Perhaps I can turn up the soil a bit for the next plant to come my way. Maybe I can provide some shade when I stand tall over a new plant who needs sun, but can't take it full-force yet. It could be that I provide a home for beneficial insects. I don't spread out because I'm being voracious or parasitic. I spread because I want to help.
But not every gardener likes a bit of chaos disrupting their system. Some gardeners prefer to keep the vegetables separate from the herbs, the flowers away from the hostas. Some live by the great gardener maxim: "Thou shalt not suffer a weed to live!" This goes for the pretty ones, too.
Though I don't believe I'm a destructive weed, others might. Some gardeners might look at their beautiful flowerbed and see me, slightly out of line and definitely out of place, and go to work with a trowel, and transplant me to a hated neighbor's garden. Some might toss me in a heap.
Often, I look at the people who have invested so much time into things that I have only recently become a part of. How to they see me? Was I a harmless little bud at first, full of potential and possibility? Did I grow into something unexpected, and perhaps even dangerous, like belladonna?

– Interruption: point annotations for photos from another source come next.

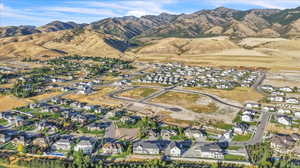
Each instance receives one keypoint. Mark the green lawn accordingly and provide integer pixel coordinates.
(27, 127)
(223, 125)
(3, 122)
(234, 147)
(234, 157)
(9, 146)
(96, 132)
(242, 137)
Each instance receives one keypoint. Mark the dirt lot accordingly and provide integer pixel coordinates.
(126, 133)
(240, 95)
(278, 129)
(10, 102)
(283, 78)
(138, 93)
(196, 108)
(98, 98)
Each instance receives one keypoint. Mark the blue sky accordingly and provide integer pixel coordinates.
(39, 12)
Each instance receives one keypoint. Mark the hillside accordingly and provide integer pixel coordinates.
(181, 46)
(57, 44)
(9, 31)
(205, 23)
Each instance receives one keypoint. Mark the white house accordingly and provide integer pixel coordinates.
(284, 111)
(292, 100)
(276, 98)
(267, 88)
(174, 149)
(144, 147)
(284, 120)
(252, 105)
(269, 109)
(286, 89)
(85, 146)
(62, 144)
(297, 114)
(247, 118)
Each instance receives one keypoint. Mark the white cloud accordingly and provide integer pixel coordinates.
(130, 7)
(278, 4)
(91, 11)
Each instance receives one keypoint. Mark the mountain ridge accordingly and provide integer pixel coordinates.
(215, 22)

Are there gardeners who wish to dig me up? Are there other weeds who envy the sunshine I gather? Have I spread into a flowerbed, and am I choking out something I shouldn't be?
If there are gardeners out there, or weeds who are jealous, would they tell me? Would they see that I'm really only interested in their health and comfort? Would they care? Or will they just weed me when the time is right, or when I get big enough to become a "real" threat?

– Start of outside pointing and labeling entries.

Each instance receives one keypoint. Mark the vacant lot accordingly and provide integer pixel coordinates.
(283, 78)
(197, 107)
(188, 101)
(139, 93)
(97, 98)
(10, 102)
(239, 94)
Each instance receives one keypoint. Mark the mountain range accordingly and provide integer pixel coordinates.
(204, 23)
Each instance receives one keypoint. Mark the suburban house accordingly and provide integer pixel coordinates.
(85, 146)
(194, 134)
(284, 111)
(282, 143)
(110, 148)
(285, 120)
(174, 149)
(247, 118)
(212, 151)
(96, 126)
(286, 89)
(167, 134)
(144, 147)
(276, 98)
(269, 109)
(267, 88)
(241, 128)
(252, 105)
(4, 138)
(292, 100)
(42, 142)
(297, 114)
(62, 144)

The point of all this is: even a weed prefers to be reasoned with, rather than ripped from the ground.
Finally, I leave off with one final thought: who among us is the gardener? Who can really decide who to pull, and who to leave?
Current Mood: anxious
Current Music: "Livingston's Gone to Texas", -JB
Its not worth dwelling on whether you are a weed to the guys in charge. Who knows who's looking for what.
Our garden used to be filled with snapdragons. They didn't survive the domestication process. Also, I would quite like some poison ivy in my garden I think.